Dating 2nd quarter of the 14th century
Earliest date 1325
Latest date 1350
The stole is sewn together from a total of eight different sized pieces of the same gold-weaved fabric. Most of the eagle designs were made of black silk, leaving only their round medallions framed with double rows of pearls. These alternate with a total of 68 appliqués in gold-plated sterling silver, which, like the long sides of the stole, are bordered by double pearl cords. All pearl strings and most of the appliqués are lined with parchment to protect the precious silk fabric. The emails in the appliques lie on several layers of precisely cut, described paper, which can be dated due to the characters in the 14th century.
The stole seems to have been modeled after the well-damaged Norman precursor (or a Hohenstaufen intermediate) – possibly made for Ludwig the Bavarian. Noteworthy is their excessive length, which does not allow them to wear like a liturgical stole. So she seems to have worked on the example of the Loro, which was carried by the Byzantine emperor – imitated by the Normans in their garb.

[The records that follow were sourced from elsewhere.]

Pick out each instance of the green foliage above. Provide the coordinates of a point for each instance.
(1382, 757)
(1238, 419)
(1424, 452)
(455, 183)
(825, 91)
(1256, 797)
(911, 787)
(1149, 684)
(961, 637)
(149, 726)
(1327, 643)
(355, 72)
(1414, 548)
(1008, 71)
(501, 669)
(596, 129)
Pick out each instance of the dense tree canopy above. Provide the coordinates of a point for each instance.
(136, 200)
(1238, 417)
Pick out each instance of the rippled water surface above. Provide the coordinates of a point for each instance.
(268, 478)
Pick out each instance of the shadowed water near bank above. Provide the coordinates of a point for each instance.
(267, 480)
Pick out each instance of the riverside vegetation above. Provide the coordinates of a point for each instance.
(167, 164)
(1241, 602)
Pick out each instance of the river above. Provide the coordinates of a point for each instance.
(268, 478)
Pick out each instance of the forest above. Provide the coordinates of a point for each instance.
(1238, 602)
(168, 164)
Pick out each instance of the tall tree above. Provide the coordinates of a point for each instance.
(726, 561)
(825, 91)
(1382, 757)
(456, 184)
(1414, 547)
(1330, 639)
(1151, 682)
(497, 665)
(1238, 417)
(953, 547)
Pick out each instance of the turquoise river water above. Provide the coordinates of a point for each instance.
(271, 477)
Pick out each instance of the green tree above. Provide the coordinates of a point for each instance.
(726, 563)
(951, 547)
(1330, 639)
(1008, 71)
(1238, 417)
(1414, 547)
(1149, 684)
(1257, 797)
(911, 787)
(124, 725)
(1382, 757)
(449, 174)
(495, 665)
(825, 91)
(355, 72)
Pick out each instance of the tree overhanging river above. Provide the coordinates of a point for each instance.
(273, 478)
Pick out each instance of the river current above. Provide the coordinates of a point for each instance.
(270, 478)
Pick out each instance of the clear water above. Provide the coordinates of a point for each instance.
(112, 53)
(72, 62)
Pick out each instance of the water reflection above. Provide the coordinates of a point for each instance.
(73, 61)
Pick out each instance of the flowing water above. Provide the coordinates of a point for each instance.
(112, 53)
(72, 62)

With the help of mosaic representations of Roger II and Wilhelm II in Palermo, the traditional way of wearing Loros around the shoulders and hips can be reconstructed, which also solves the riddle of the various pieces from which the Viennese stole is sewn together , When stitching together these pieces, the orientation of the eagles was taken into consideration, so that they always stand upright with correct winding. In any case, the memory of the imperial sash soon seems to have been lost; the stole was equated with that of the priesthood and crossed over in spite of excess length on the chest.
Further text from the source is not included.